Data-Juicer: A One-Stop Data Processing System for Large Language Models

The immense evolution in Large Language Models (LLMs) has underscored the importance of massive, diverse, and high-quality data. Despite this, existing open-source tools for LLM data processing remain limited and mostly tailored to specific datasets, with an emphasis on the reproducibility of released data over adaptability and usability, inhibiting potential applications. In response, we propose a one-stop, powerful yet flexible and user-friendly LLM data processing system named Data-Juicer. Our system offers over 50 built-in versatile operators and pluggable tools, which synergize modularity, composability, and extensibility dedicated to diverse LLM data processing needs. By incorporating visualized and automatic evaluation capabilities, Data-Juicer enables a timely feedback loop to accelerate data processing and gain data insights. To enhance usability, Data-Juicer provides out-of-the-box components for users with various backgrounds, and fruitful data recipes for LLM pre-training and post-tuning usages. Further, we employ multi-facet system optimization and seamlessly integrate Data-Juicer with both LLM and distributed computing ecosystems, to enable efficient and scalable data processing. Empirical validation of the generated data recipes reveals considerable improvements in LLaMA performance for various pre-training and post-tuning cases, demonstrating up to 7.45% relative improvement of averaged score across 16 LLM benchmarks and 16.25% higher win rate using pair-wise GPT-4 evaluation. The system's efficiency and scalability are also validated, supported by up to 88.7% reduction in single-machine processing time, 77.1% and 73.1% less memory and CPU usage respectively, and 7.91x processing acceleration when utilizing distributed computing ecosystems. Our system, data recipes, and multiple tutorial demos are released, calling for broader research centered on LLM data.

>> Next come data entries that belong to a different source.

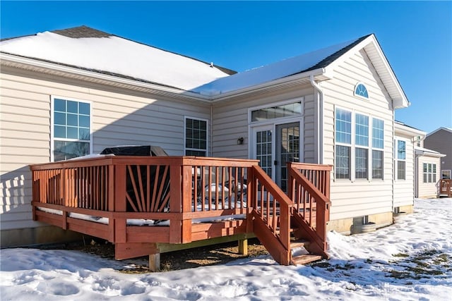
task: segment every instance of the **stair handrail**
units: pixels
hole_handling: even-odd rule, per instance
[[[290,165],[290,168],[288,168],[290,173],[290,178],[293,178],[293,180],[295,182],[300,183],[303,188],[309,193],[311,199],[314,199],[317,203],[316,227],[314,228],[311,225],[309,225],[309,226],[316,234],[316,242],[323,246],[323,251],[326,252],[328,247],[326,243],[326,222],[328,222],[330,219],[330,206],[331,204],[330,199],[323,194],[296,166],[292,166]],[[290,186],[293,188],[292,184]],[[290,193],[291,195],[293,194],[293,189],[290,190]],[[322,214],[319,214],[319,212]]]
[[[267,250],[272,257],[277,261],[279,258],[280,264],[288,265],[290,263],[290,208],[292,205],[292,200],[289,197],[276,185],[275,182],[268,176],[268,175],[258,166],[254,166],[251,168],[251,180],[249,182],[249,193],[251,192],[251,199],[253,202],[253,211],[256,214],[261,215],[257,206],[258,192],[257,180],[263,185],[266,190],[273,196],[273,202],[278,202],[279,207],[279,235],[275,235],[284,250],[280,252],[280,254],[272,254],[272,249],[267,247]],[[251,185],[251,186],[250,186]],[[251,190],[251,191],[250,191]],[[262,208],[261,209],[262,209]],[[267,223],[267,227],[269,227]],[[270,228],[268,228],[270,229]],[[275,229],[273,229],[275,233]],[[265,242],[261,242],[265,245]]]

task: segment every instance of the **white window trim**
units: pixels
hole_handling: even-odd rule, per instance
[[[396,137],[394,138],[396,141],[395,147],[394,147],[394,180],[395,181],[405,181],[407,180],[407,147],[409,145],[410,142],[405,139],[403,139],[400,137]],[[398,159],[398,142],[403,141],[405,142],[405,159]],[[405,178],[399,179],[398,178],[398,164],[397,162],[399,161],[405,162]]]
[[[354,147],[353,147],[353,152],[354,152],[354,156],[353,156],[353,164],[354,165],[356,165],[356,149],[359,148],[359,149],[367,149],[367,178],[356,178],[356,166],[353,166],[354,171],[353,171],[353,178],[355,180],[357,181],[370,181],[371,179],[371,175],[370,175],[370,172],[371,171],[371,169],[370,168],[371,167],[371,154],[370,154],[370,149],[371,149],[371,148],[370,147],[369,145],[371,145],[372,143],[372,140],[371,140],[371,122],[372,121],[372,117],[371,116],[369,116],[369,114],[365,114],[363,113],[361,113],[359,111],[355,111],[353,110],[353,116],[352,116],[352,133],[353,133],[353,137],[352,139],[352,143],[353,144]],[[358,145],[356,144],[356,114],[359,114],[359,115],[362,115],[364,116],[367,116],[367,146],[364,146],[364,145]],[[354,126],[353,126],[354,125]]]
[[[379,121],[383,121],[383,148],[380,148],[380,147],[374,147],[374,142],[373,142],[373,139],[374,139],[374,120],[379,120]],[[369,148],[370,148],[370,151],[369,153],[371,153],[370,154],[370,157],[369,157],[369,163],[370,163],[370,169],[369,169],[369,178],[371,180],[376,180],[376,181],[381,181],[384,180],[384,128],[385,128],[385,122],[384,122],[384,119],[381,119],[381,118],[379,118],[376,117],[373,117],[371,118],[371,125],[369,127],[369,131],[370,132],[370,137],[369,137]],[[383,161],[383,166],[381,166],[381,171],[382,171],[382,174],[381,174],[381,178],[376,178],[374,179],[374,178],[372,177],[372,173],[373,173],[373,168],[372,168],[372,160],[374,159],[373,157],[373,154],[372,151],[376,150],[376,151],[380,151],[380,152],[383,152],[383,158],[381,158],[382,161]]]
[[[290,116],[280,117],[280,118],[273,118],[273,119],[268,119],[268,120],[261,121],[251,121],[251,112],[253,111],[260,110],[261,109],[272,108],[273,106],[283,106],[285,104],[293,104],[295,102],[301,102],[302,104],[302,112],[299,115],[292,115]],[[290,99],[284,100],[281,102],[272,102],[270,104],[263,104],[261,106],[252,106],[252,107],[248,108],[248,125],[249,125],[252,124],[253,126],[255,126],[255,125],[265,125],[267,124],[273,124],[273,123],[279,124],[280,123],[279,121],[285,121],[286,119],[297,118],[299,117],[303,117],[304,115],[304,97],[296,97],[296,98],[292,98]]]
[[[446,178],[443,178],[443,171],[448,171],[449,172],[449,179],[452,179],[452,171],[451,169],[441,169],[441,178],[442,179],[446,179]]]
[[[336,110],[337,109],[341,109],[341,110],[344,110],[344,111],[347,111],[348,112],[350,112],[352,113],[352,119],[351,119],[351,123],[352,123],[352,127],[351,127],[351,135],[352,135],[352,137],[351,137],[351,143],[350,145],[347,145],[346,143],[341,143],[341,142],[337,142],[335,139],[336,139],[336,128],[335,128],[335,116],[336,116]],[[383,126],[384,126],[384,120],[379,118],[376,118],[376,117],[374,117],[373,116],[369,114],[369,113],[363,113],[362,111],[358,111],[358,110],[355,110],[354,109],[350,109],[350,108],[345,108],[343,106],[334,106],[334,111],[333,111],[333,113],[334,113],[334,122],[333,122],[333,137],[334,137],[334,159],[335,161],[335,151],[336,151],[336,145],[339,145],[339,146],[345,146],[345,147],[350,147],[350,179],[341,179],[341,178],[336,178],[336,172],[335,172],[335,166],[336,164],[335,164],[334,166],[334,175],[333,175],[333,179],[335,181],[339,181],[339,182],[347,182],[347,181],[350,181],[352,183],[353,182],[356,182],[356,181],[359,181],[359,182],[363,182],[363,181],[368,181],[368,182],[371,182],[372,181],[372,176],[371,176],[371,172],[372,172],[372,149],[376,149],[376,150],[381,150],[383,151],[383,158],[384,159],[384,145],[383,145],[383,149],[379,149],[379,148],[373,148],[371,147],[371,143],[372,143],[372,120],[373,119],[378,119],[378,120],[381,120],[383,122]],[[355,140],[356,140],[356,137],[355,137],[355,132],[356,132],[356,114],[360,114],[360,115],[364,115],[364,116],[367,116],[369,118],[369,123],[368,123],[368,126],[367,126],[367,147],[364,147],[364,146],[362,146],[362,145],[357,145],[355,143]],[[384,143],[384,128],[383,128],[383,143]],[[367,149],[367,178],[356,178],[356,170],[355,170],[355,154],[356,154],[356,152],[355,152],[355,149],[356,148],[362,148],[362,149]],[[383,164],[384,164],[384,161],[383,161]],[[375,179],[375,180],[376,181],[381,181],[382,180],[384,179],[384,166],[383,166],[383,179]]]
[[[186,120],[187,119],[194,119],[198,120],[201,121],[206,121],[206,156],[209,156],[209,120],[206,118],[201,118],[199,117],[193,117],[193,116],[184,116],[184,156],[185,156],[186,150],[194,150],[198,151],[202,150],[201,149],[193,149],[193,148],[186,148]]]
[[[90,104],[90,154],[93,154],[93,103],[88,100],[78,99],[76,98],[66,97],[64,96],[50,95],[50,161],[54,161],[54,109],[55,109],[55,99],[64,99],[71,102],[83,102],[85,104]],[[58,138],[56,141],[69,141],[69,142],[77,142],[77,141],[88,141],[80,140],[78,139],[68,139],[68,138]]]
[[[367,91],[367,96],[368,97],[366,98],[364,96],[361,96],[359,94],[356,94],[356,88],[358,87],[358,85],[362,85],[364,86],[364,87],[366,88],[366,90]],[[353,87],[353,96],[358,97],[361,99],[364,99],[364,100],[367,100],[368,102],[370,102],[370,96],[369,95],[369,90],[367,89],[367,85],[366,85],[364,82],[358,82],[355,87]]]

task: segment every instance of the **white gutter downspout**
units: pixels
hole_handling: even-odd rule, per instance
[[[320,85],[314,80],[314,75],[309,76],[311,85],[317,90],[317,164],[323,164],[323,92]]]
[[[210,154],[208,156],[213,156],[213,105],[210,104]]]

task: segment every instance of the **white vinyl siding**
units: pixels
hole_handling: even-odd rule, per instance
[[[210,104],[2,68],[0,202],[2,231],[45,226],[32,220],[29,164],[50,161],[51,96],[92,104],[93,153],[114,145],[160,146],[184,154],[184,116],[208,119]],[[209,138],[210,139],[210,138]],[[236,138],[237,140],[237,138]]]
[[[396,178],[406,180],[406,145],[403,140],[396,141]]]
[[[398,142],[405,142],[405,151],[398,151]],[[399,134],[394,139],[394,207],[405,205],[412,205],[414,202],[414,176],[415,176],[415,143],[412,136],[402,136]],[[398,159],[398,158],[400,159]],[[405,159],[401,159],[405,157]],[[402,170],[399,176],[399,165],[398,162],[403,162],[405,178],[398,179],[402,176]]]
[[[212,156],[237,159],[248,159],[249,153],[249,108],[273,106],[275,104],[290,102],[303,96],[302,110],[309,113],[304,119],[304,160],[314,163],[314,118],[313,89],[309,85],[304,88],[287,90],[284,93],[267,94],[249,98],[239,98],[215,103],[213,107],[212,123]],[[304,127],[303,127],[304,125]],[[302,134],[303,135],[303,134]],[[243,145],[237,145],[237,139],[243,137]]]
[[[354,95],[358,82],[365,85],[369,99]],[[331,219],[333,221],[392,212],[392,101],[365,51],[362,50],[335,68],[334,78],[322,82],[321,87],[324,95],[324,164],[335,166],[334,134],[336,108],[349,111],[352,114],[358,113],[368,115],[365,113],[369,112],[369,128],[372,118],[377,118],[384,123],[383,148],[378,149],[383,152],[382,179],[373,180],[370,174],[368,174],[370,180],[332,179]],[[370,139],[371,136],[369,137]],[[371,166],[371,155],[369,151],[369,166]],[[355,154],[352,154],[351,157],[355,159]],[[354,174],[355,159],[352,160],[352,173]]]

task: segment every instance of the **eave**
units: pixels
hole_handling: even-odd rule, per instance
[[[210,101],[209,97],[181,89],[123,78],[109,74],[2,52],[0,52],[0,64],[2,66],[17,68],[66,78],[132,90],[180,100]]]
[[[0,52],[0,63],[4,66],[61,76],[110,87],[139,91],[182,101],[191,100],[203,102],[216,102],[237,99],[245,97],[266,94],[276,91],[290,89],[297,86],[309,84],[309,76],[311,75],[314,75],[316,80],[318,81],[326,80],[331,78],[331,76],[326,74],[324,68],[319,68],[225,94],[203,95],[199,93],[166,87],[158,84],[124,78],[93,70],[81,69],[73,66],[2,52]]]

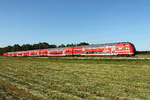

翻译：大语言模型的迅猛发展凸显了海量、多样且高质量数据的重要性。然而，现有的开源LLM数据处理工具仍存在局限，大多针对特定数据集定制，侧重于发布数据的可复现性而非适应性与易用性，限制了潜在应用。为此，我们提出了一种功能强大、灵活易用的一站式LLM数据处理系统——Data-Juicer。该系统内置50多个多功能算子与可插拔工具，通过模块化、可组合性与可扩展性的协同设计，满足多样化的LLM数据处理需求。结合可视化与自动评估能力，Data-Juicer能够实现及时反馈循环，加速数据处理并获取数据洞察。为提升易用性，Data-Juicer为不同背景的用户提供开箱即用的组件，以及面向LLM预训练与后调优的丰富数据配方。此外，我们采用多维度系统优化，将Data-Juicer与LLM及分布式计算生态系统无缝集成，实现高效可扩展的数据处理。基于生成数据配方的实证验证表明，在多种预训练与后调优场景下，LLaMA性能获得显著提升：在16项LLM基准测试中平均得分相对提升达7.45%，基于成对GPT-4评估的胜率提高16.25%。系统效率与可扩展性亦得到验证，单机处理时间降低88.7%，内存与CPU使用率分别减少77.1%和73.1%，利用分布式计算生态系统可实现7.91倍的处理加速。我们已开源该系统、数据配方及多项教程示例，旨在推动以LLM数据为核心的更广泛研究。